Вскоре келья сияла чистотой. Втиснувшись в щель окна, я открыл его. Свежий воздух впервые более чем за полвека ворвался в комнату.
Прочитав канон, я взял с собой облачение старца Варнавы, вино и просфоры, которые промыслительно дал мне архиепископ, и спустился в храм.

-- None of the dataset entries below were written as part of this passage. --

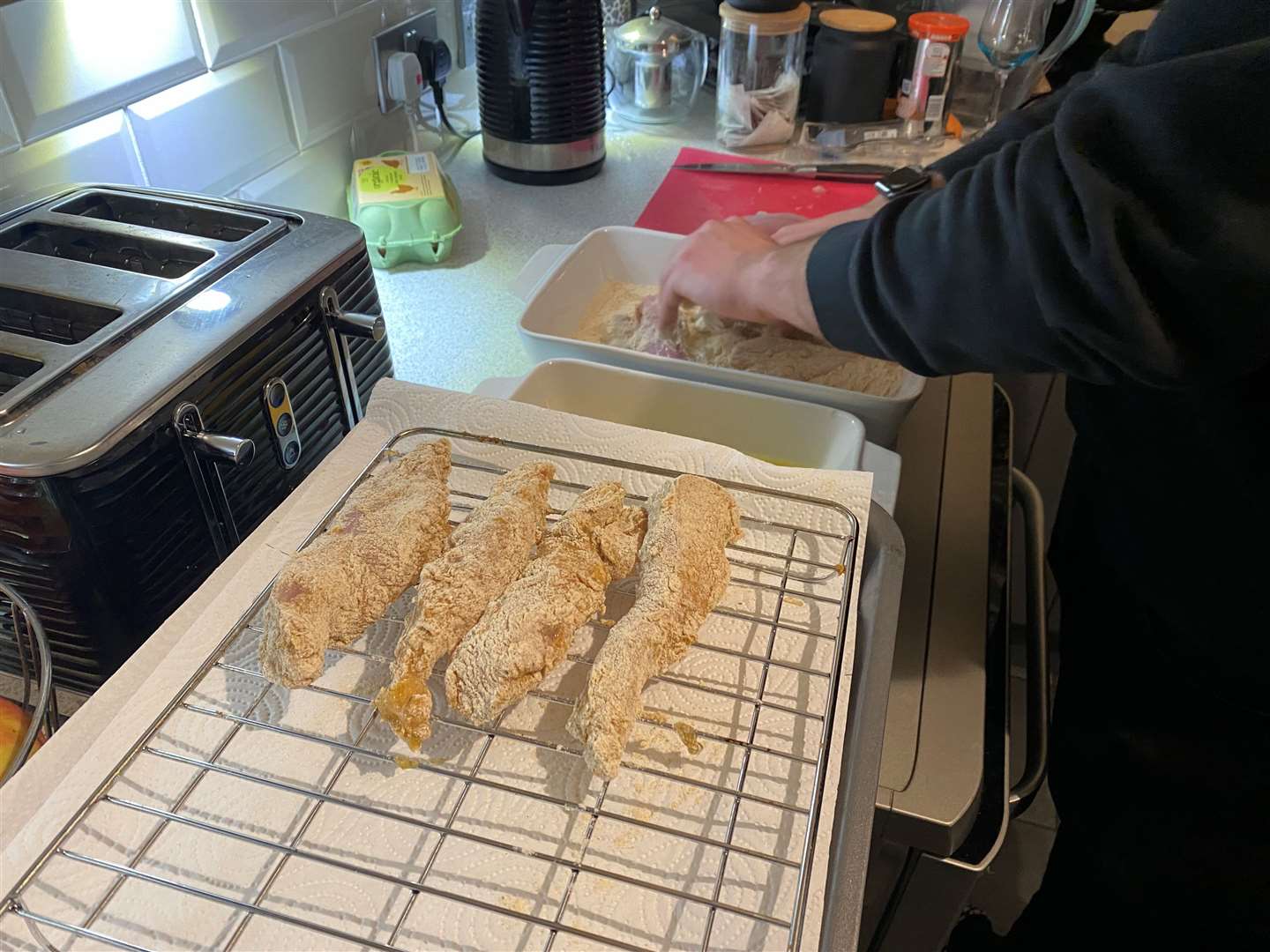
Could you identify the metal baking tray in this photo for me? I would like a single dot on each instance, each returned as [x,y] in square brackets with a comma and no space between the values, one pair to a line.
[254,816]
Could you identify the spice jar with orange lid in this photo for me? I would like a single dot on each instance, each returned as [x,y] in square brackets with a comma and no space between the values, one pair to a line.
[931,65]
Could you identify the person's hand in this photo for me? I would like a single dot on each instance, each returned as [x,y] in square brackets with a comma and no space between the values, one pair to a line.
[709,270]
[814,227]
[771,222]
[735,270]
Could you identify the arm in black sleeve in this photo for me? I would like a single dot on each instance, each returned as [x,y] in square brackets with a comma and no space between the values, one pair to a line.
[1128,240]
[1020,123]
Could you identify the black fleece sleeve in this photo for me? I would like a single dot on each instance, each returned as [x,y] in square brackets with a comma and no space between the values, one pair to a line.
[1127,240]
[1035,115]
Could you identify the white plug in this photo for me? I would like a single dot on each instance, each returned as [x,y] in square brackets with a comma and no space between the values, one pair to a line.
[406,78]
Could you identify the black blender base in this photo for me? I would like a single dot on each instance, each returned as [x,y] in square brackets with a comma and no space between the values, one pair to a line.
[564,176]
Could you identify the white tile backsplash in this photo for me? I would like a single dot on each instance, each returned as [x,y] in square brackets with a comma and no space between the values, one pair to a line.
[100,150]
[288,101]
[375,133]
[217,131]
[65,63]
[315,181]
[233,29]
[310,182]
[331,72]
[8,130]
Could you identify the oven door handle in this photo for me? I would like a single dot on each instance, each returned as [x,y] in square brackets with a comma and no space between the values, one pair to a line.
[1029,501]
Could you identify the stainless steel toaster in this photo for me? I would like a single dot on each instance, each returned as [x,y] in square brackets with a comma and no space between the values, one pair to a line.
[170,368]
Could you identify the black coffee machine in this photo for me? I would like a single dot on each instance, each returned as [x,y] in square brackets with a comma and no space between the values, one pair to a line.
[540,68]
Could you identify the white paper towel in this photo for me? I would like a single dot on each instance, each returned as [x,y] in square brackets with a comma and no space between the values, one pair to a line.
[325,895]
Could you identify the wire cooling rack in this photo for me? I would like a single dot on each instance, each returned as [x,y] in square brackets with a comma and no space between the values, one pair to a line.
[253,816]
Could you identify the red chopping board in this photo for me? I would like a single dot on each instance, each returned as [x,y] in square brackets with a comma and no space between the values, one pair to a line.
[687,199]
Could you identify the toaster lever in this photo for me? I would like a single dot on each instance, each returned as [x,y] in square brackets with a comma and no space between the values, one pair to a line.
[355,325]
[227,450]
[217,446]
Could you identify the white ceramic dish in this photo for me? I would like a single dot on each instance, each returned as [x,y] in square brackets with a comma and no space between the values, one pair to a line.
[559,282]
[784,432]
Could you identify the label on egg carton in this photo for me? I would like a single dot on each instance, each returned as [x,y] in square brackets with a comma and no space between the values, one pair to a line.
[407,176]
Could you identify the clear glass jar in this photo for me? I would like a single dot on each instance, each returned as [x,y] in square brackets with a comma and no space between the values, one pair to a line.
[759,75]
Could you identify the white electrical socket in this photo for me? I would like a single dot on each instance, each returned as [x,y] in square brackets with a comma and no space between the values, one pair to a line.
[400,38]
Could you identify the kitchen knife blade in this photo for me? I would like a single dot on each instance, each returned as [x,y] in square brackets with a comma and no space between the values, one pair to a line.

Сколько раз я облачался в алтаре перед службой, сколько раз машинально надевал на себя священнические одежды, почти бездумно читая подобающие молитвы! Сейчас все было иначе. С волнением и трепетом я рассматривал поблекшие облачения старца Варнавы. Господи, да им же нет цены! Они расшиты настоящими золотыми и серебряными нитями, украшены не стекляшками, а жемчугом и камнями! Это не жалкие поделки Софринской мастерской. Как случилось, что на них не обратили внимания ни отец Василий, ни Елизавета Ивановна, ни их предшественники, ни вездесущие чекисты, ни лихие комсомольцы двадцатых годов? А может быть, никто из них, полагаясь друг на друга, так и не удосужился подняться в келью старца Варнавы?
Облачения были тяжелыми, как рыцарские доспехи. Возлагая их на себя, я испытывал чувство подъема, пьянящего возбуждения, как воин, готовящийся на брань. Не случайно ведь при возложении набедренника читают: «Препояши меч Твой на бедре Твоей, Сильне». Доспехи и меч! Как герой рыцарской сказки, я обрел их сегодня. Они ждали меня десятки лет. Они были ниспосланы мне свыше, чтобы укрепить меня, сделать неуязвимым для врагов. Это ли не чудо? И разве не чудо то, что облачения, только что казавшиеся ветхими и тусклыми (может быть, потому и сохранились они), вдруг обрели блеск и сияние и при свете свечей заискрились драгоценные камни, ожил, стал чистым и ясным, казалось бы, умерший жемчуг.